Hello everyone! Today, I would like to deliver a special “From the Producer” blog post regarding the World Championship format. I am sure many of you have questions about this, as the special format for the World Championship is quite unique. As such, I’d like to take a moment to provide insight into the reasons we have decided on this format for the World Championship.
■ Participants are the 16 Best Players in the World
It’s no surprise that the players who participate in the World Championship are the top players worldwide. Therefore, I felt it would be best to prepare a stage worthy of them that would involve a higher level of strategy. This is the reason we have decided on a format that uses three (3) different decks. In the process, we considered other options, such as using what we call sideboards in which players would switch out a few key cards to counter an opponent’s deck, or compete using various formats, such as draft, amongst others.
That said, in regards to sideboards, FFTCG (as it currently stands) is not built on the premise of using sideboards. In other words, with sideboards, there is a potential issue in that we may not be able to guarantee an optimal game balance. Furthermore, in regards to the idea about using other formats, some formats may be more popular in certain regions over others. This means that regional differences could play a significant part in a player’s experience.

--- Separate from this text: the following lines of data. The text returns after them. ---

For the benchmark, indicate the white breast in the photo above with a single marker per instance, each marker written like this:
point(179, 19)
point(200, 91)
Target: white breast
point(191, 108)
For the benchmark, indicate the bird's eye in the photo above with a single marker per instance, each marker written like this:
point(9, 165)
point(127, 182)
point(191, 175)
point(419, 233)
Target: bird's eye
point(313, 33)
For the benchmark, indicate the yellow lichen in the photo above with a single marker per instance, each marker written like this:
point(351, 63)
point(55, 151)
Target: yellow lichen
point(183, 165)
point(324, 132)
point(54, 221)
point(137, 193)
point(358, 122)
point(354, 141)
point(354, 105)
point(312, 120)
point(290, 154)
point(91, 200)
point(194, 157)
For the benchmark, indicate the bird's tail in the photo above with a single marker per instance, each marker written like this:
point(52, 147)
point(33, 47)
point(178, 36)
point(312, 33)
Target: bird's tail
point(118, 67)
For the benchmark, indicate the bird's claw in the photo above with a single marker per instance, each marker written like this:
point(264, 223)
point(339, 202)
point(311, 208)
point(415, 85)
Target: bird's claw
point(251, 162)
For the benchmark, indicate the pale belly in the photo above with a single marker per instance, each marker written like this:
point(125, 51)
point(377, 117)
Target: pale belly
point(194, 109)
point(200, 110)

So, just considering the sheer amount of opportunities players may have to practice and train, it would be difficult to state that this format is entirely fair.

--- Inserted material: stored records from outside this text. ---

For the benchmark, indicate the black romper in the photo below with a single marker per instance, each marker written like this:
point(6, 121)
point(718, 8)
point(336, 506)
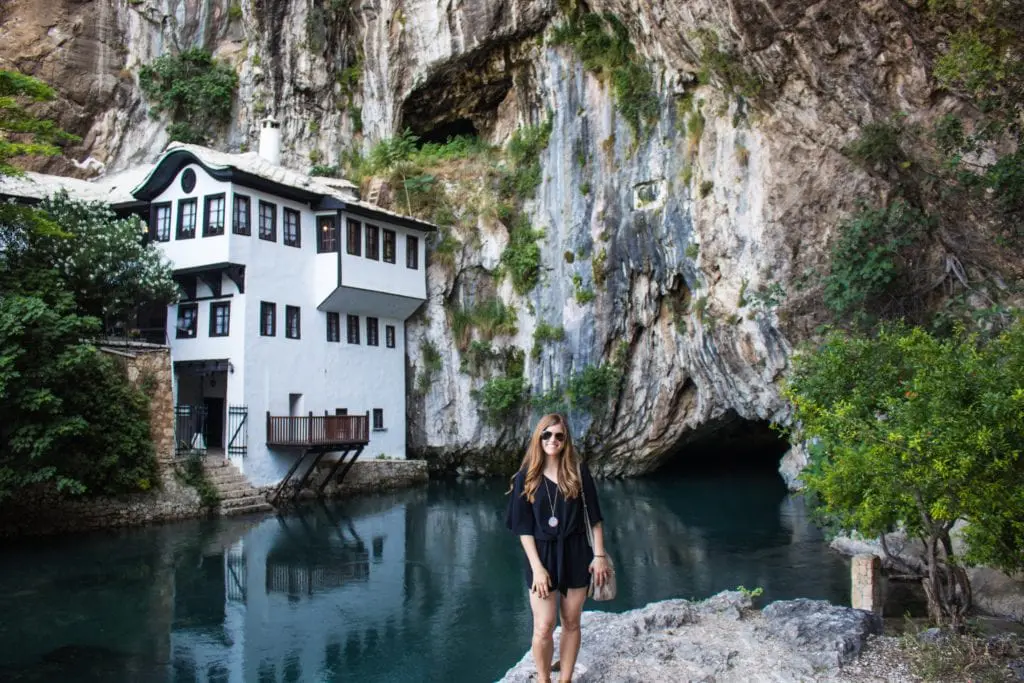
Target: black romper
point(563, 550)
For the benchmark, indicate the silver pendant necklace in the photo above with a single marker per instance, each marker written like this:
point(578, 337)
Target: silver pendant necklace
point(552, 520)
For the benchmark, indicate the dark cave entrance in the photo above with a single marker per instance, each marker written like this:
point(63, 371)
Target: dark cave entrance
point(730, 445)
point(441, 132)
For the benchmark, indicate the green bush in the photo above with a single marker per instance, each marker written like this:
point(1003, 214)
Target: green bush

As such, I have decided to adopt this format, which will utilize three (3) decks, for the upcoming Championship.
■ Is this format competitive?
Now, some people may have doubts about the level of competition with this format and whether it would be fitting to use at the World Championship. I am going to make a clear statement and affirm that there is a high level of competition associated with this format. I am going to rewrite the essential points of the format below:
- Players will prepare three (3) decks, and only up to three (3) of the same cards may be used in total across all decks.
- The player who wins two (2) out of three (3) games progresses. The same deck may not be used more than once in a given match. It does not matter if a player wins or loses a game in a match, they will be required to change their deck.
In short, the tournament requires players to use three (3) different decks and whichever players wins two (2) out of three (3) games progresses.
Requiring three (3) different decks will test the player’s deck construction abilities, and will equally test their gameplay skills/techniques based on whether they are able to fully utilize all three decks. It will be easier to increase the precision, to a certain degree, on both fronts with one deck, but it becomes quite difficult when it involves three (3). It is exceptional and can only be done because the participants are the top players. And, from the viewers’ perspective, it would be noteworthy to keep an eye out on the decks the 16 players select.
One additional point. Another enjoyable aspect is the deck selection during the tournament. Setting aside the first round, from the second round onwards, players would be able to narrow down their opponents’ decks to a certain degree based on what has been used thus far. Players will select their own deck based on their predictions for their opponent’s deck, and they will flexibly adjust their play style to respond to predicted moves. The player that is able to successfully achieve this will be one step closer to victory. There is nothing quite like it in terms of being demanding from a strategic and competitive perspective. Being able to read your opponent’s strategies and prepare for specific cards on a global level can only be viewed at the World Championship.
■ Match Duration
Lastly, I would like to touch upon a new plan for how we will handle match duration. For the final rounds, the time limit will not be for the entire match, rather, it will be 40 minutes per game (a maximum of 120 minutes for 3 games in a match). Since the time progression will differ between tables, we cannot adopt this for the Swiss Rounds, but we feel dividing the match duration per game is appropriate for the World Championship Format where players will be changing their decks.
In this fashion, I have devised various plans to elevate the competitiveness of this World Championship. Some may question this format after just reading the rules alone, but in actuality, it is an extremely exciting format. We hope that players will be able to master the format and seize the throne as the World Champion!